In sales, it’s not just what you say to a prospective client—it’s also how you say it. Even a pitch or dialogue that looks perfect on paper can be impacted, for better or for worse, by non-verbal elements or influences. If you’re nervous, in a new situation, or distracted by your environment, those feelings can be reflected in your gestures, posture, and voice.
Here are the three major types of non-verbal communication that you should be aware of when pitching your services and techniques for improving each.
When promoting and selling yourself as a consultant, your body language should express confidence instead of doubt, warmth instead of aloofness, and enthusiasm rather than apathy.
You want to avoid aggressive stances or postures that may make your client feel uncomfortable. In general, avoid crossing your arms, slumping or slouching, and excessive fidgeting. Beware of nervous behaviors you might slide into such as unconsciously clicking your pen, shaking your leg, or playing with a piece of jewelry or clothing. Greet the client with a firm handshake, sit up straight, and use open palm gestures when speaking.
Facial expressions are a subset of body language that come with their own set of nuances. One of the most effective and important is eye contact. Eye contact conveys trust, confidence, and respect. It shows that you’re interested in what the other person is saying and holds their attention when you are speaking. However, it is also easy to overthink. Try to remain natural and relaxed, striking a balance between unwavering staring and nervous avoidance.
A close second to eye contact is remembering to smile. Don’t hesitate to show your warmth, friendliness, and enthusiasm. When the client is speaking or asking questions, nod occasionally to indicate you are interested in what they are saying.
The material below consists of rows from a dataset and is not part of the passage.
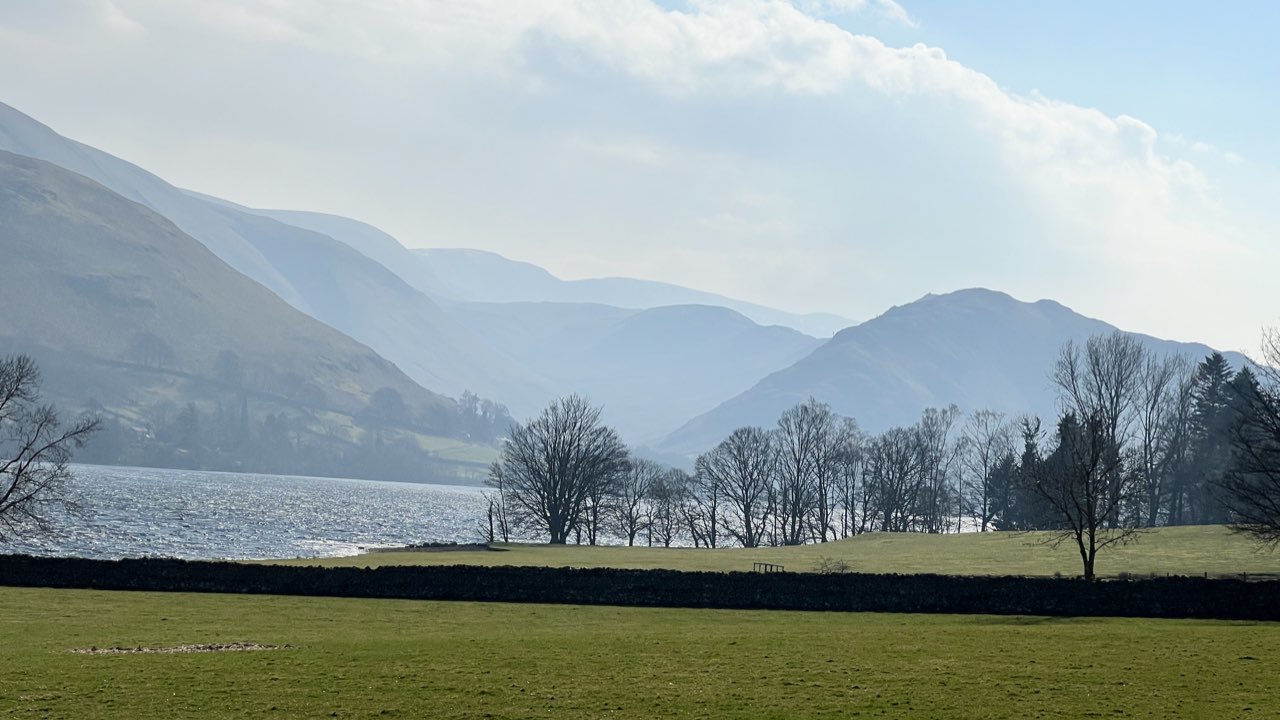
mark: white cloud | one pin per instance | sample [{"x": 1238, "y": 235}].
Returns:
[{"x": 849, "y": 174}]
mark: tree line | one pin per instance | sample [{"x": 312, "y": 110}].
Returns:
[{"x": 1142, "y": 440}]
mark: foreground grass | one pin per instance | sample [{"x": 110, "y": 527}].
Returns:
[
  {"x": 405, "y": 659},
  {"x": 1178, "y": 551}
]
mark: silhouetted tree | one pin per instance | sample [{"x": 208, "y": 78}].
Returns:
[
  {"x": 988, "y": 443},
  {"x": 632, "y": 496},
  {"x": 741, "y": 468},
  {"x": 35, "y": 450},
  {"x": 1252, "y": 482},
  {"x": 1086, "y": 483},
  {"x": 553, "y": 464}
]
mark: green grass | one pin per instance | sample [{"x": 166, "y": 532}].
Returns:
[
  {"x": 1179, "y": 551},
  {"x": 406, "y": 659}
]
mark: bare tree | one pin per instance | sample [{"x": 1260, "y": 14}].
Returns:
[
  {"x": 1086, "y": 483},
  {"x": 743, "y": 466},
  {"x": 556, "y": 463},
  {"x": 895, "y": 481},
  {"x": 938, "y": 463},
  {"x": 805, "y": 470},
  {"x": 849, "y": 470},
  {"x": 1101, "y": 384},
  {"x": 666, "y": 499},
  {"x": 631, "y": 497},
  {"x": 35, "y": 451},
  {"x": 1162, "y": 429},
  {"x": 988, "y": 440},
  {"x": 499, "y": 520},
  {"x": 700, "y": 507}
]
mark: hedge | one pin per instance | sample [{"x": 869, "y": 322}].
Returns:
[{"x": 1144, "y": 597}]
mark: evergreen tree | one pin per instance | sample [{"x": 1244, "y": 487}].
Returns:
[{"x": 1211, "y": 417}]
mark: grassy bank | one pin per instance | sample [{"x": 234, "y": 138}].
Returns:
[
  {"x": 403, "y": 659},
  {"x": 1178, "y": 551}
]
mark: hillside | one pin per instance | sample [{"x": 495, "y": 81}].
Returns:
[
  {"x": 974, "y": 349},
  {"x": 133, "y": 318},
  {"x": 320, "y": 276},
  {"x": 478, "y": 276},
  {"x": 650, "y": 369}
]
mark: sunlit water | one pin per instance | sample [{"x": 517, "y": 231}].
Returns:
[{"x": 142, "y": 511}]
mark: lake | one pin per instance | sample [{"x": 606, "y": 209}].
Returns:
[{"x": 199, "y": 515}]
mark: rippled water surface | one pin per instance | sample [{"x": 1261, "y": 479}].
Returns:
[{"x": 142, "y": 511}]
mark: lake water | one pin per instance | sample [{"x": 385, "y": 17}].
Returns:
[{"x": 144, "y": 511}]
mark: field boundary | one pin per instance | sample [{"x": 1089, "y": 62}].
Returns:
[{"x": 850, "y": 592}]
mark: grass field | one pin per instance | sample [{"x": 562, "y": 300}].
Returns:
[
  {"x": 406, "y": 659},
  {"x": 1180, "y": 551}
]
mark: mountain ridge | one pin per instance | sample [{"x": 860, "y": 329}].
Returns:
[{"x": 973, "y": 347}]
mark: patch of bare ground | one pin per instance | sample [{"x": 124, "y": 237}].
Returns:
[{"x": 178, "y": 648}]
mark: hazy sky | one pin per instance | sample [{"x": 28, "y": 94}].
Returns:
[{"x": 840, "y": 155}]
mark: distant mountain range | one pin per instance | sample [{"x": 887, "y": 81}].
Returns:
[
  {"x": 479, "y": 276},
  {"x": 977, "y": 349},
  {"x": 103, "y": 260},
  {"x": 123, "y": 308},
  {"x": 315, "y": 273}
]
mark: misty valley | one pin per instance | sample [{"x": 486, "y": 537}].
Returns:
[{"x": 717, "y": 359}]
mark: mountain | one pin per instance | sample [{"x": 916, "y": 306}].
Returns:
[
  {"x": 478, "y": 276},
  {"x": 973, "y": 347},
  {"x": 128, "y": 309},
  {"x": 362, "y": 237},
  {"x": 650, "y": 369},
  {"x": 320, "y": 276}
]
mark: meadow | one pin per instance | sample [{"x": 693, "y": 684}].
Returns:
[
  {"x": 1176, "y": 551},
  {"x": 403, "y": 659}
]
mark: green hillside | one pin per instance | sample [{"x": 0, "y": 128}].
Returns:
[
  {"x": 133, "y": 319},
  {"x": 1178, "y": 551}
]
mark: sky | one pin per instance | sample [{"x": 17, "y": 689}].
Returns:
[{"x": 814, "y": 155}]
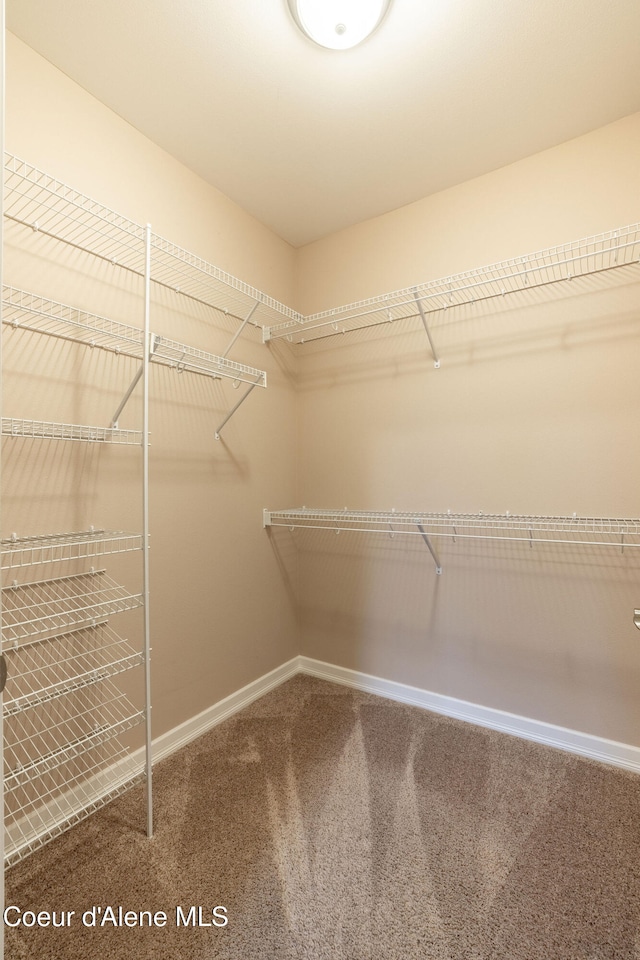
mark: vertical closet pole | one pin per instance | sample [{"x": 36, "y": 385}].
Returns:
[{"x": 145, "y": 519}]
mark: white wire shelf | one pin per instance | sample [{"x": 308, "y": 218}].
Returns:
[
  {"x": 38, "y": 742},
  {"x": 184, "y": 272},
  {"x": 57, "y": 548},
  {"x": 619, "y": 533},
  {"x": 604, "y": 251},
  {"x": 48, "y": 430},
  {"x": 30, "y": 827},
  {"x": 50, "y": 608},
  {"x": 52, "y": 208},
  {"x": 40, "y": 672},
  {"x": 23, "y": 310},
  {"x": 181, "y": 357}
]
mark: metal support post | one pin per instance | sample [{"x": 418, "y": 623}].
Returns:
[
  {"x": 233, "y": 409},
  {"x": 145, "y": 523}
]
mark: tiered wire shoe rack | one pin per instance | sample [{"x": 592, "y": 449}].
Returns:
[
  {"x": 64, "y": 715},
  {"x": 434, "y": 302},
  {"x": 584, "y": 531}
]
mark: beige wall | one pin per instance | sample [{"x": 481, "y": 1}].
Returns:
[
  {"x": 534, "y": 410},
  {"x": 220, "y": 613}
]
Always be sure to give them your full attention and when in doubt mirror their body language, which will indicate that you are listening and are in agreement.
Tone of voice isn’t “non-verbal” per se, but in conjunction with your actual words, how you use your voice can influence your client as well. Monotone recitation of your experience and specialties is unlikely to inspire excitement in a prospect—or even keep them awake. Likewise, exaggerated eagerness can come across as insincere or possibly suspicious.
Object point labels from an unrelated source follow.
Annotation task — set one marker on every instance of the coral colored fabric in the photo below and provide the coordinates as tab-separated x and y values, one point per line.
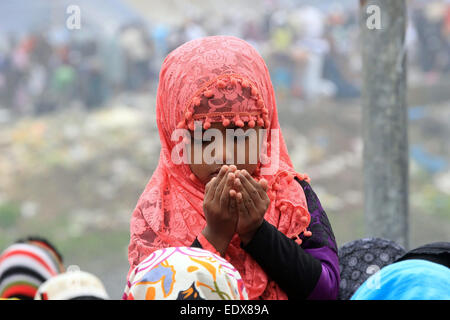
169	212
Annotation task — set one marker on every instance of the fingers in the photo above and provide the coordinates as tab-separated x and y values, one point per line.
211	186
244	197
249	186
225	196
232	201
222	175
263	184
242	209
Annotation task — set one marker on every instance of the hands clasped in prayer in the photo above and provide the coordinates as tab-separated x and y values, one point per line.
234	203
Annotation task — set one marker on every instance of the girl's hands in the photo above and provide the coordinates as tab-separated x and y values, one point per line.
219	206
252	203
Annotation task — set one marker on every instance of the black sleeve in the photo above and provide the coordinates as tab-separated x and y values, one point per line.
294	270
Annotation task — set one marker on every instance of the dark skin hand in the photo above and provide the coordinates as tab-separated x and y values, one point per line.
252	203
234	203
219	206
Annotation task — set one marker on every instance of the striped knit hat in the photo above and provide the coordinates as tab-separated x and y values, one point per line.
25	266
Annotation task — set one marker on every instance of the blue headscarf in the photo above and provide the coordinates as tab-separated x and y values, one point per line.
407	280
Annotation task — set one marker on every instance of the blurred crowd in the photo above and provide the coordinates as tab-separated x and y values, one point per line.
310	53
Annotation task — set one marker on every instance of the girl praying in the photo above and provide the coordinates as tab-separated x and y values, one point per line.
261	216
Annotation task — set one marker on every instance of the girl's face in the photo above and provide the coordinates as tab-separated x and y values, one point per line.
217	151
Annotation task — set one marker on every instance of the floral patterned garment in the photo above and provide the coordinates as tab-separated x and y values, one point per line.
184	273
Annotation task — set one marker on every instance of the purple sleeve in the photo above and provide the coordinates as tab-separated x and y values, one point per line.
328	285
322	246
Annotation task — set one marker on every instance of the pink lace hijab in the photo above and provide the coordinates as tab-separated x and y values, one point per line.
219	78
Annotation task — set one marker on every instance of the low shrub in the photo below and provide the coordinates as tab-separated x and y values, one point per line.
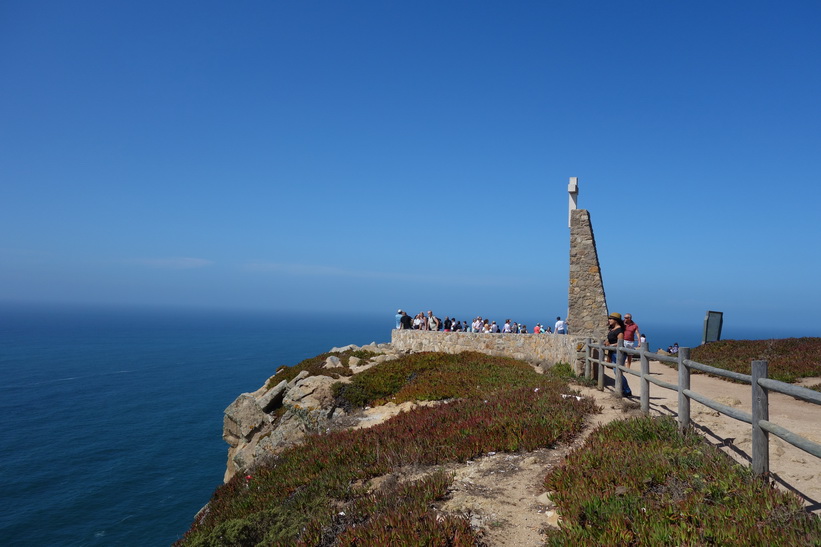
640	482
301	494
788	359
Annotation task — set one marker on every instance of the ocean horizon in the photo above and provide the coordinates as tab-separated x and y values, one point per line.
112	417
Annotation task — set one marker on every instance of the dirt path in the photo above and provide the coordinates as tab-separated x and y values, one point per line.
503	494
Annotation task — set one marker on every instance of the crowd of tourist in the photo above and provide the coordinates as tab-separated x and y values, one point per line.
429	321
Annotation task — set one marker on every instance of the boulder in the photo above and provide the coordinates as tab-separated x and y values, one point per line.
243	417
272	399
332	362
343	349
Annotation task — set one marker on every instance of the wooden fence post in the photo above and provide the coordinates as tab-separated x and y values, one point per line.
683	383
617	371
761	411
645	383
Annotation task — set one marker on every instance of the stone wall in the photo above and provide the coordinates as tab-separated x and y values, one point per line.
586	302
542	349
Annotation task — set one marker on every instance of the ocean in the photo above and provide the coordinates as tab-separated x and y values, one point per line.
112	417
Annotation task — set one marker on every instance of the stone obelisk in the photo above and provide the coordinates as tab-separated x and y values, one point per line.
586	303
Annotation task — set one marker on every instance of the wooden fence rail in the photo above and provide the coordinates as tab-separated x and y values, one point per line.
598	353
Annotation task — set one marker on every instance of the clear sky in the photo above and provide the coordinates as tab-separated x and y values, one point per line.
370	155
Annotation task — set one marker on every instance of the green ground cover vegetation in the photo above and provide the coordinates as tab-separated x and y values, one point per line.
635	482
788	359
640	482
316	493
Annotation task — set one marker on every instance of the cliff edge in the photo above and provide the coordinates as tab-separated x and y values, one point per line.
284	409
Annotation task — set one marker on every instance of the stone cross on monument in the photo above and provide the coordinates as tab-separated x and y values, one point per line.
573	190
586	302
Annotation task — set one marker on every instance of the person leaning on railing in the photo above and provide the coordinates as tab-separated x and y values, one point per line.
615	332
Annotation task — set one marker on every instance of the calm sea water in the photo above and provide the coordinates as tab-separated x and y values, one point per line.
112	418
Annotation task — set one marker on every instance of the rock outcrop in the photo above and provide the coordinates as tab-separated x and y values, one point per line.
270	419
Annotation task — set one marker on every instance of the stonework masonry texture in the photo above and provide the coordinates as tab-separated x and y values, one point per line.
587	304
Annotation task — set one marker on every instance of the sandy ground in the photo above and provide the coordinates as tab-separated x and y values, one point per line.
504	497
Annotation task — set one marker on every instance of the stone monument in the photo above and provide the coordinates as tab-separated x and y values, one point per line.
586	302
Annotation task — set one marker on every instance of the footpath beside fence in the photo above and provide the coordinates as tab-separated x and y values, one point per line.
599	355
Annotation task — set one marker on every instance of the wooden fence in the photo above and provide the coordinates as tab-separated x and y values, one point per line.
761	386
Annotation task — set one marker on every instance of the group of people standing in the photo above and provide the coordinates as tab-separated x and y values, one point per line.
429	321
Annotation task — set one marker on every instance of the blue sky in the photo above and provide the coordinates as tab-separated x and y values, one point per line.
363	156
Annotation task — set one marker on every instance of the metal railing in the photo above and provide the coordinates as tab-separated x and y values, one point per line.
758	380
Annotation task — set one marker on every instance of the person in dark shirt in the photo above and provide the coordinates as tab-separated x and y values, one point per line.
615	332
405	321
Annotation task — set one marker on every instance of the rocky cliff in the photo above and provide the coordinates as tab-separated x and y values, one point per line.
283	411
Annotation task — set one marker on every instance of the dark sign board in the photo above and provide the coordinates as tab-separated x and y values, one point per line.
712	327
You want to convey passion, enthusiasm, and confidence through your voice, regardless of the circumstances of the meeting. Speak clearly and talk to the client as you would like to be spoken to.
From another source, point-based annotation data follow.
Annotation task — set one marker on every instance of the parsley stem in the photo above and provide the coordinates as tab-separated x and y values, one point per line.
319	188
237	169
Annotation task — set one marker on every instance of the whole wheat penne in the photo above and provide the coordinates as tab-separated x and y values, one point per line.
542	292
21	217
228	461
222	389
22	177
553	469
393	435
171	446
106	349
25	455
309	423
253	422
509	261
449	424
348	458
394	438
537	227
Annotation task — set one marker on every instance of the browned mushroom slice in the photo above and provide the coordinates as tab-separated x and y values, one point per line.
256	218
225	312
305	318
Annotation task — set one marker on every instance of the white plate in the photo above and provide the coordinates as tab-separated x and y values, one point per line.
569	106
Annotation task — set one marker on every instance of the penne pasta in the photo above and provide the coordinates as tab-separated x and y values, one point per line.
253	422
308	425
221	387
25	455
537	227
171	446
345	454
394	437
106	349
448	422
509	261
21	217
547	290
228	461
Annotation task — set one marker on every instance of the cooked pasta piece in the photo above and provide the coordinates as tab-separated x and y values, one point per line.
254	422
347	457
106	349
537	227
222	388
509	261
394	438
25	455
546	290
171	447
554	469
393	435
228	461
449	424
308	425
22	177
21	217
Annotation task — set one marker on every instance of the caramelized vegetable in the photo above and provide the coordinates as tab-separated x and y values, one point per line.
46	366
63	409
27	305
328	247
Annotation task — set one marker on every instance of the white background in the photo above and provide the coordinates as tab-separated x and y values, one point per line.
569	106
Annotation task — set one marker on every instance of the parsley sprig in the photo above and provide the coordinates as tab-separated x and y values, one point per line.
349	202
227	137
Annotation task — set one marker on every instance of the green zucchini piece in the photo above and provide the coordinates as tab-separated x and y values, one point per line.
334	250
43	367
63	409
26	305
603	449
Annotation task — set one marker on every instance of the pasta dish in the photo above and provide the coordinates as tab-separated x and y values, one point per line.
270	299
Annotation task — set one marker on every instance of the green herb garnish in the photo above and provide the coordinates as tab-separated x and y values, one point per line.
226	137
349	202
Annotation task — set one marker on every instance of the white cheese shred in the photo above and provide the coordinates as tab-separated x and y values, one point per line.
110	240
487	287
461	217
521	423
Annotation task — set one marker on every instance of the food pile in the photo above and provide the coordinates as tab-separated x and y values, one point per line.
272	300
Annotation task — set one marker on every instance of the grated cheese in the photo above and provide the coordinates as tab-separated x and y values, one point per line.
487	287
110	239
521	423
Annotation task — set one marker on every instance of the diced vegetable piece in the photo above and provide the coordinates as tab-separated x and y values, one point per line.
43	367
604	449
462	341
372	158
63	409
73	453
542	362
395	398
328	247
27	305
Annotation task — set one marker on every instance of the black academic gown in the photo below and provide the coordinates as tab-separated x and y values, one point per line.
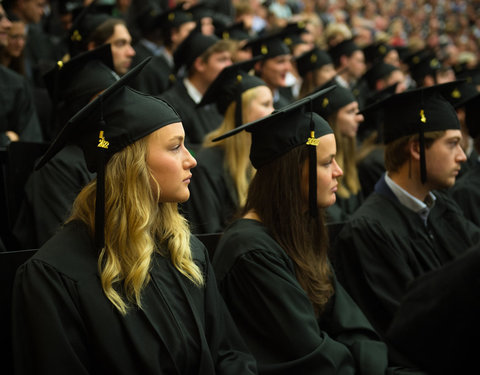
49	196
17	109
344	208
213	197
437	323
385	246
466	192
64	324
274	314
197	122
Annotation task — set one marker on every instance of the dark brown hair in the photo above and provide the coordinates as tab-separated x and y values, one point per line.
275	194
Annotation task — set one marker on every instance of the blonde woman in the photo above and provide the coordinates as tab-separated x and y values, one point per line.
224	169
340	109
124	288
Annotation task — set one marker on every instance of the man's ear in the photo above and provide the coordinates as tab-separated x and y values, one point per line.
90	46
414	148
199	65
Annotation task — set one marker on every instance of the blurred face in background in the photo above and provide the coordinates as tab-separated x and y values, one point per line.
16	39
5	25
122	50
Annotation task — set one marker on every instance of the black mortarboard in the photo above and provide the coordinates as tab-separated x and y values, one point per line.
229	86
293	32
344	48
271	45
117	118
311	60
422	65
373	119
332	101
416	112
283	130
235	31
75	82
149	18
470	75
465	94
175	17
379	70
472	116
83	25
192	47
460	94
375	52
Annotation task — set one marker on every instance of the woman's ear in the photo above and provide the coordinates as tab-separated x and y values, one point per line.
414	148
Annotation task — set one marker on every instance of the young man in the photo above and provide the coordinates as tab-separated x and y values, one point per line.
114	31
172	27
275	66
18	118
349	62
203	57
406	227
Take time ahead of meeting with a client to practice these non-verbal communication skills. Record your voice and listen to your pace, tone, and inflection. Do you talk too fast or too slow? Do you sound monotone and uninterested or overly enthusiastic? Enlist a friend and give them your pitch to receive feedback. With practice, your skills will improve and you will be able to lead your next client meeting with confidence.